You can get x86 chips designed for laptops in desktop form factors too.

It's not about Arm. All of Apple's M chips so far have been primarily designed for mobile use, and that strongly affects how the power usage scales. It makes a basic comparison of watts not very useful.

> All of Apple's M chips so far have been primarily designed for mobile use

There, you said it again. This is wrong - you hear Apple M chip and you think "laptop" primarily, but that is no longer true. Just as it would be to say ARM is primarily for smartphones. Now I don't want to talk about sales numbers, but the M chips in the Apple Studio and Mac Pro (and those used by other manufacturers in servers) are a different category than "laptop". For a quick shallow impression see: https://nanoreview.net/en/cpu-compare/intel-core-i9-14900k-v...

(nevermind it's the i9-14900K)

Again, the I9 is more powerful, but that doesn't make all of ARM or M a "laptop".

> the M chips in the Apple Studio and Mac Pro (and those used by other manufacturers in servers) are a different category than "laptop".

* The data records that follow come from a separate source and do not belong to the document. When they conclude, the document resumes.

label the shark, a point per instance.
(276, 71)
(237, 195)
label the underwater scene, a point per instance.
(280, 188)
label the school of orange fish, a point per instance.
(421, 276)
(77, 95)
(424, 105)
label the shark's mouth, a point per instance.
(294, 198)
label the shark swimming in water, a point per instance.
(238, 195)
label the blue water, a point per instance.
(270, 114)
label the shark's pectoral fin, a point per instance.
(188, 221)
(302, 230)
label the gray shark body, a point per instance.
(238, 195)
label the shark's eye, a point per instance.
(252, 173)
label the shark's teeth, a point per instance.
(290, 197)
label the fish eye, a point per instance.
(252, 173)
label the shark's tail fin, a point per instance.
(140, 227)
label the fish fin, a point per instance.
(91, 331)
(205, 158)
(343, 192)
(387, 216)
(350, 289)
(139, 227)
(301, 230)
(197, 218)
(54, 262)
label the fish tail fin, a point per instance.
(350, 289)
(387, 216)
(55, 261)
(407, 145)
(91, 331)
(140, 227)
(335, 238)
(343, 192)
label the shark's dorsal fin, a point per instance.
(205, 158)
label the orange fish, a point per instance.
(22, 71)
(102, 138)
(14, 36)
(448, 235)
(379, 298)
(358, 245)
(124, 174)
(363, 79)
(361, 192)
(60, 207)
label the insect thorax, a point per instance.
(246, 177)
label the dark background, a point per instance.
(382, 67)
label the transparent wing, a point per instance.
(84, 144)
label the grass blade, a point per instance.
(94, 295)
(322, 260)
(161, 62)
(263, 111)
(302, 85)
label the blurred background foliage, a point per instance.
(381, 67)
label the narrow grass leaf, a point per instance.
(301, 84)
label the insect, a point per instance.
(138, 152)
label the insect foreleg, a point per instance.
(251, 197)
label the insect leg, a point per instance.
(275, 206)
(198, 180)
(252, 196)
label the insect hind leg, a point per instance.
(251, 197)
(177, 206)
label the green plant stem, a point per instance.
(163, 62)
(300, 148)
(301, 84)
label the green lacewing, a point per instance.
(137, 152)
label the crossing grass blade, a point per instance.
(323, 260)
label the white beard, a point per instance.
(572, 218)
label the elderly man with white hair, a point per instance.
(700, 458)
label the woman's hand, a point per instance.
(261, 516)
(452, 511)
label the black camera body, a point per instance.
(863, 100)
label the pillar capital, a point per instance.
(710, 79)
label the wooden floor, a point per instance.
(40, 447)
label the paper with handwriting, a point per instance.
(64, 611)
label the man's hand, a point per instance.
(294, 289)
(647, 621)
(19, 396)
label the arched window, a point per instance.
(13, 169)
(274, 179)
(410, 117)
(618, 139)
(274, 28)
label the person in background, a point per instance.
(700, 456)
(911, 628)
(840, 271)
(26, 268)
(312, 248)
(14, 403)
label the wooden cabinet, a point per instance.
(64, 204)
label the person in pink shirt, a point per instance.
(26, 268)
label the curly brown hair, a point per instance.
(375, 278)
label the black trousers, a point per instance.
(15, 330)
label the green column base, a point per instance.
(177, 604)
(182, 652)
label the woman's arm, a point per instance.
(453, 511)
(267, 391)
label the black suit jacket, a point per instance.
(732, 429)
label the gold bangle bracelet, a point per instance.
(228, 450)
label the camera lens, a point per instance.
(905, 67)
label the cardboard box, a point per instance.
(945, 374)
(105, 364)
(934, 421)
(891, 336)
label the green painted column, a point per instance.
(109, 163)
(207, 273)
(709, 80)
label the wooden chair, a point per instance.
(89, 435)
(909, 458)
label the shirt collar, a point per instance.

The M2 ultra is basically two M2 Maxs stuck together. It's the same chip that's in laptops, and was designed around a laptop power budget.

In what way is it in a different category?

Designing for different power targets has a significant effect on power and performance metrics. When a chip is designed to be able to take tons of watts, that hurts its efficiency even when you're currently running at a low wattage. So comparing chips with different wattage philosophies gets tricky.